1Kamson A, 1Parekh S, 2Lehane K, 3Peppelman W
1UPMC Pinnacle, Harrisburg, PA, United States; 2Philadelphia College of Osteopathic Medicine – GA Campus, Suwanee, Georgia, United States; 3UPMC – Arlington Orthopedics, Harrisburg, PA, United States
Introduction: Diffuse idiopathic skeletal hyperostosis (DISH) is a non-inflammatory systemic condition characterized by calcification and ossification of tendons, ligaments, and entheses of the axial and peripheral skeleton. The disorder predominantly affects males and increases in prevalence with aging. The anterior spine is commonly affected, often involving the anterior longitudinal ligament and sparing the intervertebral disk. Ossification and the eventual formation of osteophytes can lead to multiple clinical manifestations including decreased range of motion, radiculopathy, myelopathy, and dysphonia. Dysphagia is a rare manifestation of the disease presenting in approximately 0.1% to 4% of cases. Operative intervention is commonly accomplished via osteophytectomy through an anterior approach to the cervical spine. We present a case where a patient underwent surgical intervention for dysphagia after failing extensive medical modalities.
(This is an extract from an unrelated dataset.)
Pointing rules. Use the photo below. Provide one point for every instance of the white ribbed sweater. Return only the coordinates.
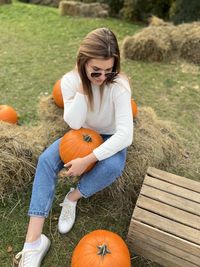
(114, 116)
Methods: An 84-year-old male presented to the medical service with shortness of breath and dysphagia to solid and liquids. Past medical history was significant for GERD, chronic kidney disease, hypertension, hyperlipidemia, and a hiatal hernia. He had been previously hospitalized for dysphagia, with less severity. He had undergone multiple EGD’s and dilations, with decreased symptom resolution from each procedure. A barium swallow demonstrated esophageal impingement by osteophytes, most significantly at C4-5. Computed tomography obtained during prior hospitalizations demonstrated increasing osteophytes. Due to the chronicity of his symptoms, failure to significantly improve after GI interventions, and imaging demonstrating esophageal impingement, it was determined that he would likely benefit from surgical intervention. He underwent a C3-6 osteophytectomy with partial C3-6 corpectomies. Resection of anterior osteophytes required burring approximately 3 cm of bone to reach each vertebral body at their corresponding levels.
Results: At six months postoperatively, he was tolerating a regular diet with complete resolution of symptoms. Imaging at that time demonstrated no signs of aspiration or dysphagia.
Conclusion: DISH as a cause of dysphagia remains a rare occurrence. It is important to undergo a thorough workup by a gastroenterologist or otorhinolaryngologist prior to considering surgical intervention. Patients that are deemed appropriate surgical candidates may benefit from an osteophytectomy; however there is always a risk of symptom recurrence. The utilization of a multidisciplinary approach that includes speech and diet therapy is essential to maintaining adequate nutrition and symptom relief.